There was no question of ownership of oil, water and other resources freely available in the environment before governments and/or private companies claimed ownership of these resources with the pronouncement that they would process and distribute these resources fairly. Poverty is a result of unfair distribution of resources. Moreover, environmental degradation ensues when governments or corporations are too greedy for immediate profits to consider sustainable development. Surely environmental degradation accompanies loss of life.
Because governments and corporations have wreaked havoc around the world through unreasonable use of natural resources, degradation of the environment is a constantly discussed issue based on the premise that all economies would slow down if the environment is not sustained. Sustainable development is defined as “development that meets the needs of the present without compromising the ability of future generations to meet their own needs” (“Adaptation to Climate Change in the Context of Sustainable Development”).

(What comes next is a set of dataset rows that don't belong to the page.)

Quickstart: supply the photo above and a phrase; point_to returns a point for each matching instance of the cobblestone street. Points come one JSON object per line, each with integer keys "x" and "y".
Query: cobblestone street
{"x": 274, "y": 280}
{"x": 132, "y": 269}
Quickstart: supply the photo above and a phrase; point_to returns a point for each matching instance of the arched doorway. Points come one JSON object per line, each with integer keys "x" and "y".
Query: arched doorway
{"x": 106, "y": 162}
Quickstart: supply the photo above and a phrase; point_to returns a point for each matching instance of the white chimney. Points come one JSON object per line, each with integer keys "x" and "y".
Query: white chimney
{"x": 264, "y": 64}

United Nations Department of Economic and Social Affairs Division for Sustainable Development has identified a variety of issues that must be studied, analyzed, and dealt with around the world in order for humanity to sustain itself, in the name of sustainable development. Agriculture, biodiversity, climate change, demographics, energy, education and awareness, forests, freshwater, health, land management, poverty, technology, and sustainable tourism are only few of the topics under study (“Adaptation to Climate Change in the Context of Sustainable Development”).

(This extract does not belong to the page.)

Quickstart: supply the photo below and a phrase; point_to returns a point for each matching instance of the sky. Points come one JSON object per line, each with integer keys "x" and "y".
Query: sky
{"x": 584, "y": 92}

As an example of the issues to be dealt with, the United Nations Economic and Social Council has reported the following: …[The] rate of agricultural production growth at the global level has been about 2. 3 per cent between 1970 and 1990 and thus has exceeded population growth so that per capita supplies of food have increased. However, wide regional disparities remain: the situation improved greatly in East Asia but worsened in sub-Saharan Africa.
There still remain large numbers of under-nourished people in developing countries; the figure is estimated at about 780 million, or 20 per cent of their population. The relentless exploitation of the natural resource base to achieve an increased level of agricultural production has resulted in increased natural resource scarcity and environmental degradation (“Promoting Sustainable Agriculture and Rural Development”). The following case of the Aral Sea sheds greater light on the fact of natural resources being exploited when governments or corporations refuse to consider the trade-off that the concept of sustainable development is built upon.
Situated southwest of Kazakhstan, northwest of Uzbekistan, and east of the Caspian Sea in a region of interior drainage, the Aral Sea is presently a salt lake. Until the 1970s, the Aral Sea was the world’s fourth largest lake, some 67,200 square miles in area, 420 km long and 280 km wide. The lake was fed by the Syr Darya and Amu Darya rivers, and was quite shallow, reaching a maximum depth of 58 m (“Aral Sea”). When the dictator Josef Stalin rose to power in 1941, and right up to his death in 1953, he desired to make the Soviet Union self-sufficient in cotton, which is used for gunpowder and clothing to boot.
Hence, the successors of Stalin during the 1960s and 1970s allowed an unlimited amount of irrigation water to be tapped from both the Amu Darya in the south and the Syr Darya in the northeast – to quench the thirst of the cotton fields. The two rivers utilized thus were the only sources of water for the Aral Sea (“Dike Built To Revive Aral Sea; Soviet-Era Policies Turned World’s Third-Largest Lake into Saline Hazard”).